A distributive lattice supports the distributive laws:

${\displaystyle a\cap (b\cup c)=(a\cap b)\cup (a\cap c)}$

(18)

${\displaystyle a\cup (b\cap c)=(a\cup b)\cap (a\cup c)}$

(19)

A modular lattice supports:

${\displaystyle (a\cap b)\cup (a\cap c)=a\cap (b\cup (a\cap c))}$

(20)

A weak modular lattice supports instead:

There exists an element ${\displaystyle d}$  such that

${\displaystyle a\subset c\Leftrightarrow (a\cup b)\cap c=a\cup (b\cap c)\cup (d\cap c)}$

(21)

where ${\displaystyle d}$  obeys:

${\displaystyle (a\cup b)\cap d=d}$

(22)

${\displaystyle a\cap d=n}$

(23)

${\displaystyle b\cap d=n}$

(24)

${\displaystyle (a\subset g)}$  and ${\displaystyle (b\subset g)\Leftrightarrow d\subset g}$

(25)

In an atomic lattice holds

${\displaystyle \exists _{(p\epsilon S)}\forall _{(x\in L)}\{x\subset p\Rightarrow x=n\}}$

(26)

${\displaystyle \forall _{(a\in L)}\forall _{(x\in L)}\{(a<x<a\cap p)\Rightarrow (x=a}$  or ${\displaystyle x=a\cap p)\}}$

(27)

p is an atom

Well known lattices edit

Classical logic has the structure of an orthocomplemented distributive modular and atomic lattice.

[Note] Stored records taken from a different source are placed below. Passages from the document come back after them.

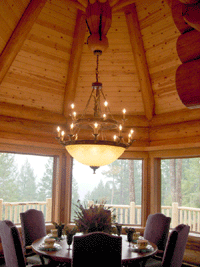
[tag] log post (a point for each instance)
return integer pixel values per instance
(1, 208)
(174, 214)
(48, 209)
(132, 213)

Quantum logic has the structure of an orthocomplemented weakly modular and atomic lattice. It is also called an orthomodular lattice.

Both lattices are atomic lattices.A complete set of atoms spans the complete lattice.

The orthomodular lattice finds a realization in the set of closed subspaces of a separable Hilbert space. The lattice structure of this set is isomorphic to the orthomodular lattice.

The set of rays that are spanned by the members of an orthonormal base of the Hilbert space form a full set of atoms of the orthomodular lattice.

The modular configuration lattice edit

The set of closed subspaces of the Hilbert space is an orthomodular lattice. The underlying vector space contains a set of rays, which each represent an elementary module, These rays span a subspace whose closed subspaces represent a modular configuration lattice. The atoms of this lattice represent elementary modules.

All modules own a private mechanism that provides the locations of the elementary modules that the module contains. The mechanism applies a stochastic process that owns a characteristic function. This characteristic function equals the superposition of the characteristic functions of the processes that supply the locations for the individual elementarymodules that constitute the module.

In the Hilbert space, some of the rays in the scanning subspace represent the elementary modules. These rays are mutually orthogonal. At each instant, a private mechanism provides elementary modules with a new location.

In the creator's view tubes that zigzag with the progression value, contain the locations of a corresponding elementary module.